Duplicate Removal
One of the most imporant parts of planning for performance is choosing the right algorithms. Importantly, this extends to all parts of our code (not just just things like sorting!). If we choose the wrong algorithm, we may still be able to optimize it. However, the correct algorithm will generally allows us to scale performance much further than a “worse” algorithm that has been significantly optimized.
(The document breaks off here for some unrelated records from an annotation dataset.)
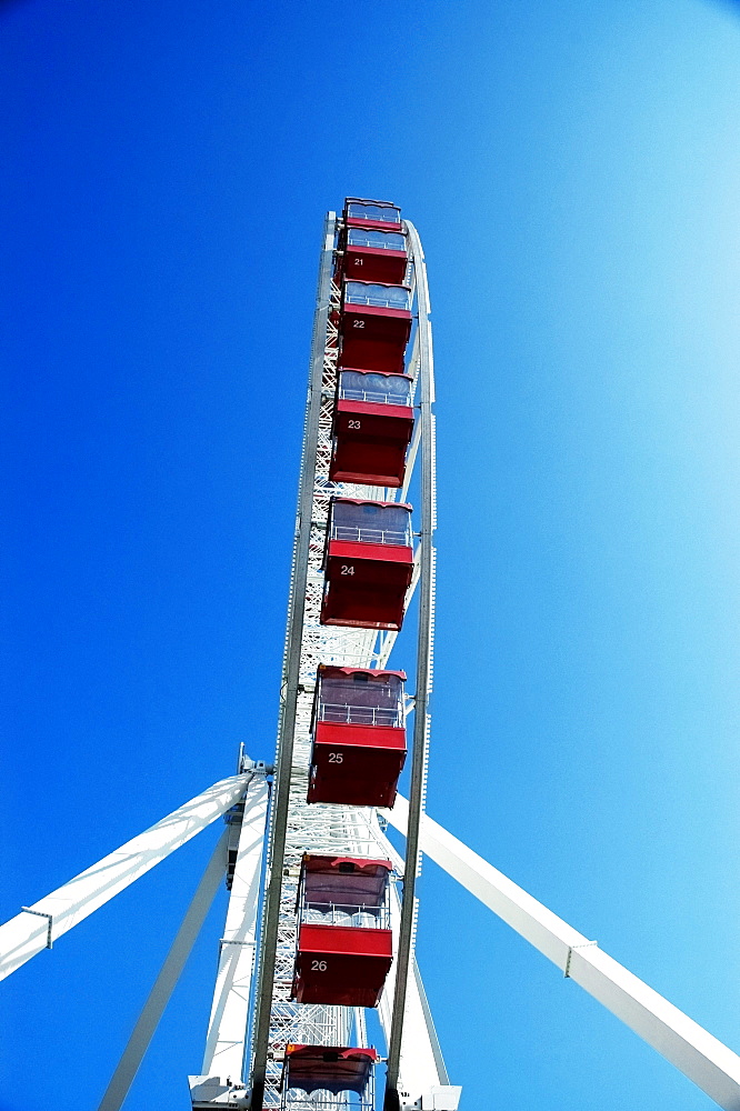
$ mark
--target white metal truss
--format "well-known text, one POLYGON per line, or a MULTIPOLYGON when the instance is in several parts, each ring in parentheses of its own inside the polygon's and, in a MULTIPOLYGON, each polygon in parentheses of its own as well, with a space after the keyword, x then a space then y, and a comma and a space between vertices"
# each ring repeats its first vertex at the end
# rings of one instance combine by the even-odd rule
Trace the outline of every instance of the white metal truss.
MULTIPOLYGON (((648 1044, 691 1079, 724 1111, 740 1111, 740 1058, 621 964, 596 941, 579 933, 477 853, 423 814, 428 699, 432 683, 434 551, 434 423, 429 298, 419 237, 407 223, 409 279, 416 290, 417 329, 408 368, 418 386, 420 419, 408 454, 400 491, 331 483, 332 406, 340 289, 332 280, 336 217, 327 218, 313 332, 311 378, 296 549, 291 573, 288 630, 280 702, 278 761, 272 803, 270 769, 247 761, 240 774, 216 783, 151 829, 38 900, 0 927, 0 979, 14 971, 77 922, 103 905, 154 864, 227 811, 239 829, 230 865, 232 891, 220 942, 219 971, 203 1059, 203 1073, 191 1078, 194 1108, 261 1111, 280 1105, 282 1055, 288 1042, 367 1044, 361 1009, 306 1005, 290 999, 296 953, 297 888, 306 851, 382 855, 393 861, 391 892, 394 963, 381 997, 379 1015, 388 1042, 387 1111, 456 1111, 460 1089, 449 1083, 444 1062, 416 963, 416 894, 420 853, 424 852, 480 899, 521 937, 558 965, 648 1044), (324 627, 320 623, 323 548, 333 494, 406 499, 410 470, 421 462, 420 543, 407 601, 419 591, 417 685, 413 699, 413 754, 410 800, 398 797, 383 813, 407 837, 406 859, 382 832, 372 809, 306 802, 310 724, 319 663, 386 667, 396 633, 324 627), (233 808, 237 808, 234 811, 233 808), (234 821, 238 819, 238 824, 234 821), (267 851, 264 845, 267 844, 267 851), (264 867, 261 867, 264 865, 264 867), (258 937, 260 883, 264 881, 261 937, 258 937), (256 972, 254 947, 261 947, 256 972), (253 981, 256 980, 256 983, 253 981), (251 1089, 242 1075, 250 994, 254 997, 251 1089)), ((224 834, 226 837, 227 834, 224 834)), ((101 1108, 117 1111, 146 1051, 222 873, 223 838, 207 868, 176 937, 101 1108)), ((339 1102, 331 1098, 322 1107, 339 1102)), ((308 1101, 311 1104, 311 1100, 308 1101)), ((290 1103, 288 1107, 290 1108, 290 1103)), ((306 1098, 293 1104, 307 1105, 306 1098)))
MULTIPOLYGON (((406 833, 400 795, 388 820, 406 833)), ((421 820, 421 848, 548 960, 616 1014, 724 1111, 740 1111, 740 1057, 553 914, 437 822, 421 820)))
POLYGON ((98 1111, 120 1111, 120 1108, 123 1105, 133 1079, 139 1071, 139 1065, 149 1049, 149 1043, 157 1030, 159 1020, 164 1013, 164 1008, 170 1001, 174 987, 180 979, 180 973, 186 965, 186 961, 190 955, 206 915, 213 902, 216 892, 223 879, 228 840, 229 834, 224 830, 196 889, 190 907, 182 919, 182 924, 176 934, 160 973, 149 992, 147 1002, 141 1009, 141 1014, 136 1022, 127 1047, 100 1101, 98 1111))
MULTIPOLYGON (((333 279, 337 221, 329 213, 319 271, 319 290, 311 350, 309 397, 304 430, 303 462, 296 524, 296 548, 290 584, 290 603, 281 715, 278 730, 276 795, 271 813, 268 850, 268 882, 262 918, 261 960, 252 1033, 252 1108, 278 1107, 281 1102, 281 1059, 289 1041, 344 1044, 350 1012, 344 1008, 299 1004, 291 1001, 296 957, 296 893, 300 860, 306 851, 367 853, 377 845, 379 831, 370 812, 356 808, 321 807, 306 803, 310 761, 310 725, 320 663, 344 667, 384 667, 396 641, 394 632, 378 637, 374 630, 322 625, 321 601, 324 587, 323 559, 327 522, 332 496, 392 500, 398 491, 329 480, 332 426, 337 386, 339 332, 337 320, 341 287, 333 279), (378 641, 380 643, 378 644, 378 641), (362 817, 364 814, 364 817, 362 817)), ((417 653, 417 704, 412 788, 412 828, 423 809, 431 689, 431 639, 433 631, 434 453, 431 402, 433 400, 431 328, 426 269, 416 229, 407 224, 410 244, 409 284, 417 296, 417 328, 409 372, 420 386, 420 419, 409 457, 403 497, 408 492, 413 462, 421 444, 421 532, 407 605, 421 583, 419 644, 417 653)), ((412 867, 404 869, 404 897, 397 923, 396 960, 401 975, 394 980, 394 1019, 389 1024, 389 1081, 394 1089, 399 1075, 401 1038, 406 1015, 406 993, 413 968, 418 849, 411 838, 412 867)), ((389 847, 380 839, 383 852, 389 847)), ((426 1028, 424 1028, 426 1029, 426 1028)))
MULTIPOLYGON (((232 1081, 239 1083, 243 1070, 268 800, 264 773, 253 774, 243 802, 227 815, 233 819, 230 833, 236 834, 237 841, 231 893, 219 941, 219 967, 201 1075, 189 1078, 191 1091, 209 1087, 211 1097, 214 1083, 220 1090, 228 1090, 232 1081)), ((197 1105, 194 1098, 193 1104, 197 1105)))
In this blog post, we will be taking a look at some different ways we can filter duplicate values from a std::vector<int>
. We will study the performance of these methods and examine them under different circumstances (changing the size of the vectors and distributions of the input data).
Link to the source code
- My YouTube Channel
- My GitHub Account
- Duplicate Removal Benchmark
- My Email: CoffeeBeforeArch@gmail.com
Baseline Implementation
The goal of our duplicate removal method will be to take in a vector of random number (e.g. 1, 2, 3, 1, 2, 3
), and return a vector without any duplicates (e.g., 1, 2, 3
). One of the most simple ways we can solve this is the brute-force approach.
For this method, we’ll iterate for each element in the input vector and check if it is in the output vector. If it is not in the output vector, we will add it, otherwise we will proceed to the next element in the input vector.
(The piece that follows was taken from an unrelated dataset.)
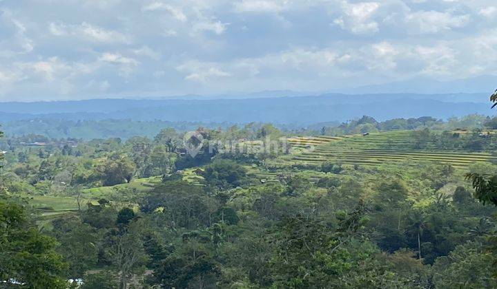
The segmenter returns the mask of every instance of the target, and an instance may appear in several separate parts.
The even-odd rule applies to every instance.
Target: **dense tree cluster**
[[[356,125],[384,125],[368,117]],[[207,142],[263,144],[284,134],[252,125],[197,132]],[[460,142],[477,138],[486,151],[494,142],[478,132],[413,133],[418,149],[473,151]],[[487,249],[496,209],[483,204],[497,203],[495,180],[483,175],[497,175],[492,164],[275,169],[275,156],[220,147],[192,157],[182,137],[168,129],[153,140],[9,138],[0,279],[34,288],[79,278],[82,288],[497,286],[497,255]],[[33,206],[41,197],[78,209]]]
We can implement this algorithm using as follows:
// For every value in the input vector
for (auto i : v_in) {
// Check if it is not in the output vector
if (std::find(begin(v_out), end(v_out), i) == v_out.end())
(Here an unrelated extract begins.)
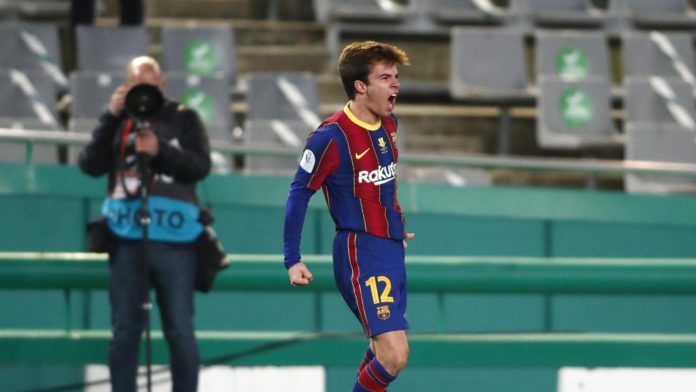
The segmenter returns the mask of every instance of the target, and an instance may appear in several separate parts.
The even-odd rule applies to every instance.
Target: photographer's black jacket
[[[159,152],[151,161],[155,178],[150,194],[197,204],[195,183],[209,173],[211,166],[208,136],[200,118],[184,105],[167,101],[149,122],[159,139]],[[109,195],[114,190],[127,123],[125,114],[116,117],[104,113],[92,141],[79,157],[80,168],[86,174],[109,174]]]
// And put it in if it's not
v_out.push_back(i);
}
For every element in v_in
, we use std::find
to check the element is in the output vector v_out
. If it is not in the vector (std::find
returned v_out.end()
) we add the element to v_out
.
The amount of work done each iteration of the outer for
loop monotonically increases over the loop iterations. This is because the number of elements we scan in v_out
monotonically increases over the loop iterations as we find more non-duplicate elements to add to the output vector.
Benchmark Setup
We can use Google benchmark to measure the performance of our filter implementations. Here is the basic structure of what I used:
// Baseline benchmark used by sorting vectors
static void baseline(benchmark::State &s) {
// Create input and output vectors
int N = 1 << s.range(0);
std::vector<int> v_in(N);
std::vector<int> v_out;
// Create our random number generators
std::mt19937 rng;
rng.seed(std::random_device()());
std::uniform_int_distribution<int> dist(0, s.range(1));
// Fill the input vector with random numbers
std::generate(begin(v_in), end(v_in), [&] { return dist(rng); });
// Benchmark loop
for (auto _ : s) {
// For every value in the input vector
for (auto i : v_in) {
// Check if it is not in the output vector
if (std::find(begin(v_out), end(v_out), i) == v_out.end())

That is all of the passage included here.